Duetting on “Troy,” Christeene and Peaches were like a pair of She-Ras gazing at each other (Peaches balanced on milk crates; D.I.Y. stagecraft), power-belting the chorus: “You will rise.” O’Connor was a force that gave permission to be truthful, and unbridled. “We’ve all been weeping,” Peaches later said, “but with joy.”

Preparing for the gigs — the show originated in 2019 at the blue-chip London cultural center the Barbican — Christeene belatedly realized how much of an influence O’Connor had been. “She had caught me at a very early age, and going back into this music, it was all there,” Christeene said in a post-show interview, as she made the rounds greeting friends and fans and posing for photos. (“This is Josh,” came the introduction to someone in a “Witch, Please” T-shirt. “It’s his first day in New York!”)

The “most delicate” thing, Christeene added, “was finding the right way to put our touch on it, without distorting her too much — honoring her music but giving it the heat that we wanted. We found that, the band found it. It’s been a remarkable experience, and a bit of a possession.”

Peaches understood it. At a previous show in Los Angeles, she felt O’Connor’s energy acutely. “It’s so intentional — healing herself through the hurt, through the pain, with that voice,” she said. “She sings notes for so long that they also go into a spiritual realm.” On one long note, she recalled, “I’ve never said this kind of thing, but I believe she was in me, singing it.”

The crowd at City Winery — many of whom had never been to the venue, which is tailored to less grungy acts — was mostly clad in black, and wore their sensibilities across their shirt chests: “Promote Transexuality” or “Humans Suck”; another listed the names of the seminal ’90s and ’00s gay parties Beige and Squeezebox.

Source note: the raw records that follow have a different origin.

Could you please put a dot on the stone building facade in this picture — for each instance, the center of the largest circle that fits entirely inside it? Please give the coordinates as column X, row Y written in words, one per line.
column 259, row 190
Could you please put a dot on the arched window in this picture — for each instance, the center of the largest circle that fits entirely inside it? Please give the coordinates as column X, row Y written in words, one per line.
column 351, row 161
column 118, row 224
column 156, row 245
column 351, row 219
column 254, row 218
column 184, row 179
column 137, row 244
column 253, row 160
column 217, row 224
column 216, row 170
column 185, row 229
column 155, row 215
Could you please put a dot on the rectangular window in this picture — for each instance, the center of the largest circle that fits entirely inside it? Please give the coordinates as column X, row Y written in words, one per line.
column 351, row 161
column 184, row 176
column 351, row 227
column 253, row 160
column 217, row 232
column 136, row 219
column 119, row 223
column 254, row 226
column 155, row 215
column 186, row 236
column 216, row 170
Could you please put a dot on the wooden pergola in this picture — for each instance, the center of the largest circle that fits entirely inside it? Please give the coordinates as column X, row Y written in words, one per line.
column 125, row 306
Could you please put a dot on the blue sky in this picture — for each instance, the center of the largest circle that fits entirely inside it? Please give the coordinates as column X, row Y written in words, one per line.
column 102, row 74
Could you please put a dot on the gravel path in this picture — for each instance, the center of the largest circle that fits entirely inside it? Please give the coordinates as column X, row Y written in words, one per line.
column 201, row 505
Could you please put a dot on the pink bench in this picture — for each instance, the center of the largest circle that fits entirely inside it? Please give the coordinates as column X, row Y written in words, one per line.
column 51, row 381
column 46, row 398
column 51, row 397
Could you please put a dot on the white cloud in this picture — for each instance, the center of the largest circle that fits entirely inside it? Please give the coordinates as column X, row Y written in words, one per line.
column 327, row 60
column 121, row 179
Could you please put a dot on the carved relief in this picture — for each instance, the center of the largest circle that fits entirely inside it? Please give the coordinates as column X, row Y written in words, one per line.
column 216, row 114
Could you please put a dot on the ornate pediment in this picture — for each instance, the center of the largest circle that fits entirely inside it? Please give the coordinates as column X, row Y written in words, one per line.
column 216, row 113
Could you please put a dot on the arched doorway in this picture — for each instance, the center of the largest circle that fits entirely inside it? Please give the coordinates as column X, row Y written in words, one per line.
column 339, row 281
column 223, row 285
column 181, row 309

There was a sense of communal belonging, especially for a generation that came of age before the internet, when otherness felt like a silo, and even slivers of recognition offered hope. “The artist is from Louisiana; so am I,” said Sam Boudluche, a Manhattan event planner, explaining what drew him to Christeene.

Patrick Fromuth, who described himself as “the momager” of the Brooklyn bar Branded Saloon and came decked out in glittery mesh, said: “There are so many different people here who feel forgotten.” The artists “shared a mirror back at a community that is often overlooked.”

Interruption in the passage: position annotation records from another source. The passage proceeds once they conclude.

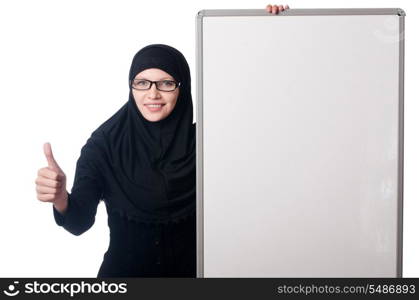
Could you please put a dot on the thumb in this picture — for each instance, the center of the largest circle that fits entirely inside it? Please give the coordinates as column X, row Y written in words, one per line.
column 50, row 157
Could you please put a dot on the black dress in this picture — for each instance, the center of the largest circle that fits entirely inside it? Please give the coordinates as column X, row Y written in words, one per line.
column 145, row 172
column 139, row 249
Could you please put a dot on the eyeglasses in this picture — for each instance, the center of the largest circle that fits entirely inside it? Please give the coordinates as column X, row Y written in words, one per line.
column 163, row 85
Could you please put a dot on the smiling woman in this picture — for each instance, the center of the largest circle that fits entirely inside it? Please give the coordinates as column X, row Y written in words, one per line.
column 157, row 101
column 141, row 164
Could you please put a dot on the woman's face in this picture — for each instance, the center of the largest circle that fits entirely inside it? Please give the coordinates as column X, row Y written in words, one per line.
column 144, row 98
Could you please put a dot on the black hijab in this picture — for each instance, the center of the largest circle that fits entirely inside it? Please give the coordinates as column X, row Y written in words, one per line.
column 148, row 168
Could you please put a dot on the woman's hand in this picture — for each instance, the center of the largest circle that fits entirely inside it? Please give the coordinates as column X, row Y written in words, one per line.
column 276, row 8
column 51, row 182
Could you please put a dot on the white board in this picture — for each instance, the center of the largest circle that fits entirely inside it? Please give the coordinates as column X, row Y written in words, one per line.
column 300, row 143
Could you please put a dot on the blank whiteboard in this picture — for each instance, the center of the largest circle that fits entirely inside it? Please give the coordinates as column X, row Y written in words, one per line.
column 300, row 143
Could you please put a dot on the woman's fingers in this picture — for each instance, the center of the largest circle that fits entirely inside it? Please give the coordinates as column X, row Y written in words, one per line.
column 46, row 197
column 275, row 9
column 48, row 182
column 41, row 189
column 50, row 174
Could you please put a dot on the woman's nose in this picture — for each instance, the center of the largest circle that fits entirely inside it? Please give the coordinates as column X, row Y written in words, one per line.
column 153, row 91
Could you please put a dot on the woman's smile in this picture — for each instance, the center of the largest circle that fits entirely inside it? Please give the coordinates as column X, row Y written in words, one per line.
column 154, row 107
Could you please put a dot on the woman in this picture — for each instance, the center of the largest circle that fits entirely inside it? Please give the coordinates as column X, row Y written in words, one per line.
column 141, row 163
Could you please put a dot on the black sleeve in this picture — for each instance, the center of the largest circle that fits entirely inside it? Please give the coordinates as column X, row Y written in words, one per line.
column 85, row 194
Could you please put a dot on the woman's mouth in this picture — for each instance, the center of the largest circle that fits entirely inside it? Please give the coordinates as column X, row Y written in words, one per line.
column 154, row 107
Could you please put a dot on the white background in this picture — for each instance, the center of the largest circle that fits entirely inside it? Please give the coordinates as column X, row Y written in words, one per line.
column 64, row 70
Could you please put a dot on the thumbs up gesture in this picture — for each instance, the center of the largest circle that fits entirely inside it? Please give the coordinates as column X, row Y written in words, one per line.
column 51, row 182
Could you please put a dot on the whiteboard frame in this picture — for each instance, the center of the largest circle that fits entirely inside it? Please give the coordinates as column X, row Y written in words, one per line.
column 199, row 108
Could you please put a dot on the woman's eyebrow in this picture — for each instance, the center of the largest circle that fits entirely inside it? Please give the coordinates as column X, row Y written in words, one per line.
column 164, row 78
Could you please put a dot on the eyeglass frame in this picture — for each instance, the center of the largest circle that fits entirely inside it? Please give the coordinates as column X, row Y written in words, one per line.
column 155, row 83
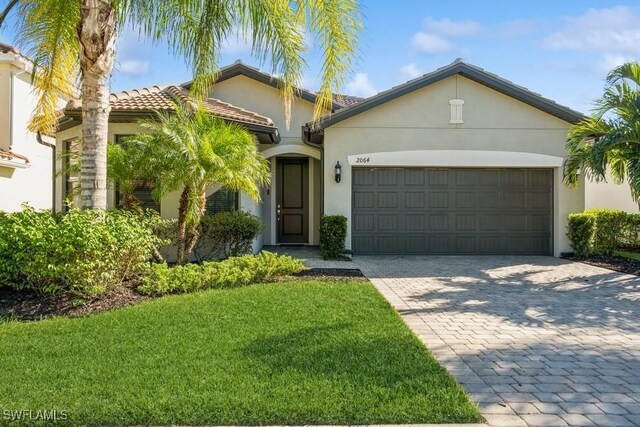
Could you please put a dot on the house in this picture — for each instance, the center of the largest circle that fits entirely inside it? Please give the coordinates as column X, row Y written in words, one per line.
column 26, row 159
column 458, row 161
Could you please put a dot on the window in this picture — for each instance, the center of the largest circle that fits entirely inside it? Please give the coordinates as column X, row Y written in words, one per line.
column 223, row 200
column 142, row 190
column 71, row 168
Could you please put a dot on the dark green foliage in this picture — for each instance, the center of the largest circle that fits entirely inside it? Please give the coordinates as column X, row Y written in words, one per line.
column 333, row 233
column 160, row 279
column 581, row 232
column 84, row 252
column 602, row 231
column 227, row 234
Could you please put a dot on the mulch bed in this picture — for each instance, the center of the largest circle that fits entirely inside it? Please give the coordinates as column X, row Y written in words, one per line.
column 29, row 305
column 619, row 264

Seated at a table, Lollo Romanski, a dancer and acrobat who’s part of the feminist troupe LAVA, sang along with every word of O’Connor’s lyrics. Romanski grew up in Detroit and went to Catholic school; starting with “The Lion and the Cobra,” O’Connor was a beacon — “authentic,” they said, in tears, and “strong, beautiful, eloquent.” They were too overcome to continue, so their partner Sarah Hirshan, also a dancer-acrobat with LAVA, picked up the thread.

Both had big hopes for channeling O’Connor through the show. “At least, a seance; at best, a resurrection,” Hirshan said. “Jesus, we really need her now.”